我想使用selenium和python来抓取数据。我的 chrome 版本是 123.0.6312.87,网络驱动程序与此 chrome 版本兼容。从以下页面“https://web.bcpa.net/BcpaClient/#/Record-Search”,我想抓取数据。在此页面中,当我使用 selenium 提供地址“2216 NW 6 PL FORT LAUDERDALE”时,它将提供该房产的详细信息。现在有一个打印按钮,当我使用 selenium 单击它时,它会将我重定向到新页面“https://web.bcpa.net/BcpaClient/recinfoprint.html”。现在,在此 HTML 页面中,“md-select”类下有一个下拉选项,我想从中选择“另存为 PDF”,其值为“另存为 PDF/local/”。但是这个HTML页面有shadow root。所以selenium无法定位“md-select”类的位置。另外,我想单击“action-button”类中下面的 html 页面中的“保存”按钮,但影子根的存在造成了巨大的问题。我尝试从位于shadow-root之前的“print-preview-app”中提取信息。
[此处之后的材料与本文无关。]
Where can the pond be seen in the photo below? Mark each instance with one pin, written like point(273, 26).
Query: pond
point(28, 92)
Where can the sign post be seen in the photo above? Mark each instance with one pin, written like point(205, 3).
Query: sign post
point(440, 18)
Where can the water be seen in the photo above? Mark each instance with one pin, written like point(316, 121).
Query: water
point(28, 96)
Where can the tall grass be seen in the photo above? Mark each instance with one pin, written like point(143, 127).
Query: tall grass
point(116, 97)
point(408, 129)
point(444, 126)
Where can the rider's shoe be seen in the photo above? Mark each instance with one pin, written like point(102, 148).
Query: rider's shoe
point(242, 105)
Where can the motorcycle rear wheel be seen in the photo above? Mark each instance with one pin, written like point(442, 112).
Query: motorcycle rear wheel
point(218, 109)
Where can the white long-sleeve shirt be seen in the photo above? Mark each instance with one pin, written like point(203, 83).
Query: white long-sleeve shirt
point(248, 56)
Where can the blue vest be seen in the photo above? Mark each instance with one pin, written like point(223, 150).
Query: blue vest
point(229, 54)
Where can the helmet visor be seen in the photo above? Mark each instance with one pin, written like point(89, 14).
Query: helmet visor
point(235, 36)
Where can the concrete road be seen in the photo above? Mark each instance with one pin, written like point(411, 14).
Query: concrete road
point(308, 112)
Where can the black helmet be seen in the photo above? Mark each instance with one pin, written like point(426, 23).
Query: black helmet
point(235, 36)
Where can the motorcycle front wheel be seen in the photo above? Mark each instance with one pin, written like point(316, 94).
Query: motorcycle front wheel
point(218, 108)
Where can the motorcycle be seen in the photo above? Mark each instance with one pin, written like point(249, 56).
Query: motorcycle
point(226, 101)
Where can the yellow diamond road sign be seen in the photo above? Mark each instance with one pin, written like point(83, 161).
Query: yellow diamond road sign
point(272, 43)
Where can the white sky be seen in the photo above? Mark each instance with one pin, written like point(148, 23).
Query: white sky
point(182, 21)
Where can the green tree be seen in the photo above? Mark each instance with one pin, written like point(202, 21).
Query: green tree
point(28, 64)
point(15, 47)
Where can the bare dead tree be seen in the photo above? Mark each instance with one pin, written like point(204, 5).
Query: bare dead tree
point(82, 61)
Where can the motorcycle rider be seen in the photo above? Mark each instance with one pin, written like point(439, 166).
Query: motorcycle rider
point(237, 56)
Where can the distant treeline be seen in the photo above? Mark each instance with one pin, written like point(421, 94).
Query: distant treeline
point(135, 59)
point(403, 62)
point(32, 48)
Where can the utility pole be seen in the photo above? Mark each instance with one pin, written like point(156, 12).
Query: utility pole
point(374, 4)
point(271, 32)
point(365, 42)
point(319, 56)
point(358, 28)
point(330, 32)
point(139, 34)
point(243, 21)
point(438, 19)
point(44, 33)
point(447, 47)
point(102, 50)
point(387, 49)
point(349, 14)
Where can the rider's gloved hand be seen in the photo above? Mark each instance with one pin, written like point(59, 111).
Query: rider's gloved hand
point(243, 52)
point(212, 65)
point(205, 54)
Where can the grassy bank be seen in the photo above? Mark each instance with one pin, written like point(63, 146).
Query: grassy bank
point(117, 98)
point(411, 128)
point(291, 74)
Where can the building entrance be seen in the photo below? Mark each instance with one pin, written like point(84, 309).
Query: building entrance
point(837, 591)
但它也不起作用。
代码:
import datetime as dt
import os
import time
from datetime import datetime
import pandas as pd
import numpy as np
from datetime import timedelta
import sys
from selenium import webdriver
from selenium.common.exceptions import NoSuchElementException
from selenium.webdriver.common.keys import Keys
from selenium.webdriver.edge.options import Options
import os.path
import json
import ssl
import io
from selenium import webdriver
from selenium.webdriver.chrome.service import Service
from selenium.webdriver.support.ui import Select
from selenium.webdriver.support.ui import WebDriverWait
from selenium.webdriver.support import expected_conditions as EC
from selenium.webdriver.common.by import By
from selenium.webdriver import ActionChains
from selenium.webdriver.common.keys import Keys
from selenium.webdriver.common.action_chains import ActionChains
try:
# # Path to your Chrome WebDriver executable
webdriver_path = "D:/Grass_Image_Classification/chromedriver-win64/chromedriver.exe"
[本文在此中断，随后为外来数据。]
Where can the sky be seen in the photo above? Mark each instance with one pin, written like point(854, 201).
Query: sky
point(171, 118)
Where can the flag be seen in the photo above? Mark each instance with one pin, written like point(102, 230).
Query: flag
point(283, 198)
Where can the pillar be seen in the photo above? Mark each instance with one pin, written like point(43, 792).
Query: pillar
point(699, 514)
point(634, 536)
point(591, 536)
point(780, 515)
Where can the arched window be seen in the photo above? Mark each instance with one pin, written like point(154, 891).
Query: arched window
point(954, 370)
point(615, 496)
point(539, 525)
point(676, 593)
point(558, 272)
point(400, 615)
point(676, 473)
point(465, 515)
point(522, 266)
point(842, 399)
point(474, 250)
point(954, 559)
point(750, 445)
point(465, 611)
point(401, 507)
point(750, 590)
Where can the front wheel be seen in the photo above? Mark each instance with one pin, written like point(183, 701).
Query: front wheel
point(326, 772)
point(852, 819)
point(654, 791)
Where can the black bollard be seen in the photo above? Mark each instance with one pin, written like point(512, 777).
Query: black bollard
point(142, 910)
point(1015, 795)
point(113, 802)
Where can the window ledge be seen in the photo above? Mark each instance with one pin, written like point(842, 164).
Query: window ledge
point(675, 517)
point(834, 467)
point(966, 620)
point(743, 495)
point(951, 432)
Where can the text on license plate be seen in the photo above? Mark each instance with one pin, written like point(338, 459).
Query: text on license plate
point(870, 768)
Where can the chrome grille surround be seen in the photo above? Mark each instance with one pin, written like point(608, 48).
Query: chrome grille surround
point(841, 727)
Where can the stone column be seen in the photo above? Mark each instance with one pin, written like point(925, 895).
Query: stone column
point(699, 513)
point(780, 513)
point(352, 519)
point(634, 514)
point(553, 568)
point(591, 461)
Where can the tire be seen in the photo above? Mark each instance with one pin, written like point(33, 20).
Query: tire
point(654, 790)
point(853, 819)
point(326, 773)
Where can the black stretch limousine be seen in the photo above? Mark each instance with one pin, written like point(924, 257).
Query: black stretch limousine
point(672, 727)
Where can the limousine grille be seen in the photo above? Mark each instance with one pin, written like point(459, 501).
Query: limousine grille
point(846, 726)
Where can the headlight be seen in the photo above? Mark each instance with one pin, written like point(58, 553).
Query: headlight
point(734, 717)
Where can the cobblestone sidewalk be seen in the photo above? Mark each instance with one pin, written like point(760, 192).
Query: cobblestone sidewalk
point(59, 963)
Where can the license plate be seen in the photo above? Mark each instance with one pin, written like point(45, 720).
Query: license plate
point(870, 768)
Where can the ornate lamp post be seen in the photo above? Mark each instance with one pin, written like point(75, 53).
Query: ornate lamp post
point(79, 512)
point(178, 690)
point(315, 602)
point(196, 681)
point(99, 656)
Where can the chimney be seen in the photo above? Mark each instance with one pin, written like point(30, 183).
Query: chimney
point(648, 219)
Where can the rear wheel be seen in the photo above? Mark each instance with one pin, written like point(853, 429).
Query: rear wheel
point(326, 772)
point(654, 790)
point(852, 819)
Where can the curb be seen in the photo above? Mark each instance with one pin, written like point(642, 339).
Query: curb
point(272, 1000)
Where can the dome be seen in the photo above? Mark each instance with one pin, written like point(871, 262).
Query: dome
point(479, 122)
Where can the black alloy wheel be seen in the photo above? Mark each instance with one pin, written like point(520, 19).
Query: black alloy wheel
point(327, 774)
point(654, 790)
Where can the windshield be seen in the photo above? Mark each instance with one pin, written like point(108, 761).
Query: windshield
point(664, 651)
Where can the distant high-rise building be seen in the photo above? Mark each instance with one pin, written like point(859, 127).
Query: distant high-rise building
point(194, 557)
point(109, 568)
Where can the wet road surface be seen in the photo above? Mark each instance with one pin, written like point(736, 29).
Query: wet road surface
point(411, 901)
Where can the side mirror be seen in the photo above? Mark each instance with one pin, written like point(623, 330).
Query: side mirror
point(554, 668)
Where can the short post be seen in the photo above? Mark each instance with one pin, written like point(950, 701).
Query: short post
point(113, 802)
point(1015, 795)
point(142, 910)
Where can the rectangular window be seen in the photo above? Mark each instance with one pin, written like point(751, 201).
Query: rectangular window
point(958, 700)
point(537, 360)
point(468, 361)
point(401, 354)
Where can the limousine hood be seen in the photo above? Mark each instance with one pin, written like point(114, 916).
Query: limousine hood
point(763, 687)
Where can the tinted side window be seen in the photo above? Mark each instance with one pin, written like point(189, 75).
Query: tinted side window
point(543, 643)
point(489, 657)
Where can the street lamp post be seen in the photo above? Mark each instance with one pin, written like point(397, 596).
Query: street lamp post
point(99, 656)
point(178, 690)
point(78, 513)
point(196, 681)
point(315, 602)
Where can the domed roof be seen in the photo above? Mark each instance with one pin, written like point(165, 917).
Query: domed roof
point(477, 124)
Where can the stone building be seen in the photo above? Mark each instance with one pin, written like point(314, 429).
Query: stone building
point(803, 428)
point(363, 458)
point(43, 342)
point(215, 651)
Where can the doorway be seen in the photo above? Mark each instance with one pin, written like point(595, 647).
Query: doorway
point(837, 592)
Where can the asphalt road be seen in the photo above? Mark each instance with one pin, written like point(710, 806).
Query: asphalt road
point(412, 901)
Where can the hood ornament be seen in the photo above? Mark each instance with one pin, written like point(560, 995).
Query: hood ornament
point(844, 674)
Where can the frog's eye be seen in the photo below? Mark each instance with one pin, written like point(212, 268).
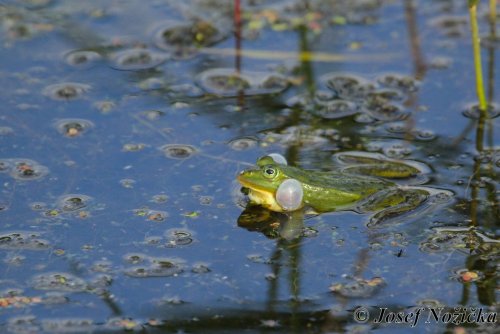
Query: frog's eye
point(270, 172)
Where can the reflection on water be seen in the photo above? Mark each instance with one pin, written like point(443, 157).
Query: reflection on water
point(123, 126)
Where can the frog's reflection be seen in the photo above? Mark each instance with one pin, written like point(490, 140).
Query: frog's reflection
point(272, 224)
# Create a Chrome WebDriver instance
service = Service(webdriver_path)
driver = webdriver.Chrome(service=service)
print('Successfully received the chromedriver path')
driver.maximize_window()
actions = ActionChains(driver)
driver.get("https://web.bcpa.net/BcpaClient/#/Record-Search")
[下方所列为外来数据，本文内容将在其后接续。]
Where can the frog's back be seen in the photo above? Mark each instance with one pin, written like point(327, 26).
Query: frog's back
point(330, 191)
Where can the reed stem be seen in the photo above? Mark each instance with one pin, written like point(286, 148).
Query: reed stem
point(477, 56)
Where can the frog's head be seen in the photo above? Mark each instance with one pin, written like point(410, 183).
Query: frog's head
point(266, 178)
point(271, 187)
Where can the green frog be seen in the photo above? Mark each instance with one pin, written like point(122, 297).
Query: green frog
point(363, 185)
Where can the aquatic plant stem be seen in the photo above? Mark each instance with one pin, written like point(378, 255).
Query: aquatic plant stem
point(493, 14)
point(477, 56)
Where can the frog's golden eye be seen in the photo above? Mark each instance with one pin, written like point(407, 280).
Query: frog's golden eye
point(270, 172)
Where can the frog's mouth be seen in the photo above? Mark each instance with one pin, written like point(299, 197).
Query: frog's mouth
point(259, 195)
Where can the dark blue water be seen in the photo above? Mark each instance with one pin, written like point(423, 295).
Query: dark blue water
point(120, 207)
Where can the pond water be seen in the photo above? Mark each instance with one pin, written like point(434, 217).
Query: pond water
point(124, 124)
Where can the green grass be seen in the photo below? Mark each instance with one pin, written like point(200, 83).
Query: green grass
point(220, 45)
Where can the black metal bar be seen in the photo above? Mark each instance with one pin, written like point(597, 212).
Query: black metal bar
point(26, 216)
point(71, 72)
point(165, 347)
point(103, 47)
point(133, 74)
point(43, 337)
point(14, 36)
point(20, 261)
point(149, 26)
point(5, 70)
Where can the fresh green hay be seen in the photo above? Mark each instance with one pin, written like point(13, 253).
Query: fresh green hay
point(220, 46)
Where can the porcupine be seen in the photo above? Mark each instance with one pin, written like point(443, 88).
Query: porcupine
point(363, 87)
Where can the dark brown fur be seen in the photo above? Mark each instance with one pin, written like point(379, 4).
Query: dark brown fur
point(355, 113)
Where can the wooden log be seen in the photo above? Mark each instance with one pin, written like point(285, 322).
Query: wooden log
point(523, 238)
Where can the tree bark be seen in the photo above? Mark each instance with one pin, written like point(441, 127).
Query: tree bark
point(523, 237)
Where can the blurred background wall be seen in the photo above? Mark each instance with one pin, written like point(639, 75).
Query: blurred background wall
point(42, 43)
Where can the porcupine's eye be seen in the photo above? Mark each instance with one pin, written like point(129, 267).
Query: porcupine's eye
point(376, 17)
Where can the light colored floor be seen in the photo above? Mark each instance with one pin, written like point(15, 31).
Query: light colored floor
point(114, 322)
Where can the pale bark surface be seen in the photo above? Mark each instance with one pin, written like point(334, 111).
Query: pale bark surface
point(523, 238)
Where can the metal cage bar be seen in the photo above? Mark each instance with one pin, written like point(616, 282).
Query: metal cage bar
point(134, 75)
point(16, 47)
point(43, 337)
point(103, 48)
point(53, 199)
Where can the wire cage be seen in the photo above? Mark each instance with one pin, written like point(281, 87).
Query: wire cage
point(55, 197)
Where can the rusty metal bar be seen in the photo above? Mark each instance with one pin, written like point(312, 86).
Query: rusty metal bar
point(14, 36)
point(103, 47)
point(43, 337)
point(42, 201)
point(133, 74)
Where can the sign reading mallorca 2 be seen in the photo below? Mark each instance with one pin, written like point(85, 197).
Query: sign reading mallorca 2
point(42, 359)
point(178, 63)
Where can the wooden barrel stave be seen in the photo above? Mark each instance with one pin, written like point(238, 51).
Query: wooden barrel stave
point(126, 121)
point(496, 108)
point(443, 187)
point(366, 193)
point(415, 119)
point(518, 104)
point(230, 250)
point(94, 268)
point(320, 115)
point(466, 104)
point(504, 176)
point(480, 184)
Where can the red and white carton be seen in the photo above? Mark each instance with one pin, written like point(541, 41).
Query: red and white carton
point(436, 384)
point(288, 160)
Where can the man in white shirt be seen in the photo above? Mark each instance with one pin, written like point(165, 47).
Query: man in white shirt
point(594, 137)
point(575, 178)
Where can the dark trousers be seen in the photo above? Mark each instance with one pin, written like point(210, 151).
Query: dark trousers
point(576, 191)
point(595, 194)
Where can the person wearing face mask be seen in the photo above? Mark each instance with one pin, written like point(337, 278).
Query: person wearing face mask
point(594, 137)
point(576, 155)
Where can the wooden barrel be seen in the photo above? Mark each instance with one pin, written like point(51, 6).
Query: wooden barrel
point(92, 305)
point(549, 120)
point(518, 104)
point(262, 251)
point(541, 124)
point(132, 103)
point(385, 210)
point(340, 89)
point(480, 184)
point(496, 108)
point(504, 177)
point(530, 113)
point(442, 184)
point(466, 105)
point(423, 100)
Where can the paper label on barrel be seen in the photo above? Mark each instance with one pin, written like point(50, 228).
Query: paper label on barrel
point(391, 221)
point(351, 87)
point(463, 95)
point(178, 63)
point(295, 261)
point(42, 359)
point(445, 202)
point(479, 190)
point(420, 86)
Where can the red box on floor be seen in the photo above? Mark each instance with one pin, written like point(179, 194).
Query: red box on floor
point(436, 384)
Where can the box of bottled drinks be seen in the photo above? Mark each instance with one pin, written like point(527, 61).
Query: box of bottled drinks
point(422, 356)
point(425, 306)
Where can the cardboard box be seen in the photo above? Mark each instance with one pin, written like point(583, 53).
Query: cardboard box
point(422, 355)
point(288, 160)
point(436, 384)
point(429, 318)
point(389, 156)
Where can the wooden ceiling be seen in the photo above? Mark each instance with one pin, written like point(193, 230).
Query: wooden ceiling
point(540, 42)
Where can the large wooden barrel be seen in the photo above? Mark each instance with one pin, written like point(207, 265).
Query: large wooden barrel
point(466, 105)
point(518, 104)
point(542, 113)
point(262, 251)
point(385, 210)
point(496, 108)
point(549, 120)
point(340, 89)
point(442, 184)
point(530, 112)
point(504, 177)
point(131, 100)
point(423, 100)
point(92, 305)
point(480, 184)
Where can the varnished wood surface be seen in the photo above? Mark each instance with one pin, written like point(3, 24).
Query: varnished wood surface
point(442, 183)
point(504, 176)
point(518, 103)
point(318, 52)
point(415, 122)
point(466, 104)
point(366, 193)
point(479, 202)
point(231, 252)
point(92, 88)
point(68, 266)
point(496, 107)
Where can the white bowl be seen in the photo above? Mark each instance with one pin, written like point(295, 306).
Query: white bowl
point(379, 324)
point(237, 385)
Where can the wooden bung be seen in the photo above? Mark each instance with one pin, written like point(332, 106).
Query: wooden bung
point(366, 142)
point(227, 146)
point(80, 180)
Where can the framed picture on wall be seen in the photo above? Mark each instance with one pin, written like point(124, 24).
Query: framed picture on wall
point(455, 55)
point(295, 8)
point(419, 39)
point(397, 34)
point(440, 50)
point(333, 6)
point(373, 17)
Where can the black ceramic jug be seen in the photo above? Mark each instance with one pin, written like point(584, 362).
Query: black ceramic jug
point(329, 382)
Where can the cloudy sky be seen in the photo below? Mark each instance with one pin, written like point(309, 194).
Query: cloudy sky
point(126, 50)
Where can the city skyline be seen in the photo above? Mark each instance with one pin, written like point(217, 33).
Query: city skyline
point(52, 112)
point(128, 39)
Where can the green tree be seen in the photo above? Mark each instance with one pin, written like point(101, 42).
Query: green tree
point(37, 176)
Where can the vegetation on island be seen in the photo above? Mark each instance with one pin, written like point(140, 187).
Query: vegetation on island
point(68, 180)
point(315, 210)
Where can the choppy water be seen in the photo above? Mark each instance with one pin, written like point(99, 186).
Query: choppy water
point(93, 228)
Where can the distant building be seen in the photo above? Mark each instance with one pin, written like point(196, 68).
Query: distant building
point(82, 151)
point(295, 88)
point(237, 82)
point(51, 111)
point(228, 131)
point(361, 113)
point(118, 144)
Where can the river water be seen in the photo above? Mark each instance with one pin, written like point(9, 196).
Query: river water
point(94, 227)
driver.implicitly_wait(10)
text_input = driver.find_element(By.XPATH, '//input[@class="form-control"]').send_keys("2216 NW 6 PL FORT LAUDERDALE, FL 33311")
driver.implicitly_wait(10)
search_button = driver.find_element(By.XPATH, '//span[@class="input-group-addon"]/span[@class="glyphicon glyphicon-search"]').click()
driver.implicitly_wait(10)
printer_click = driver.find_element(By.XPATH, '//div[@class="col-sm-1 btn-printrecinfo"]').click()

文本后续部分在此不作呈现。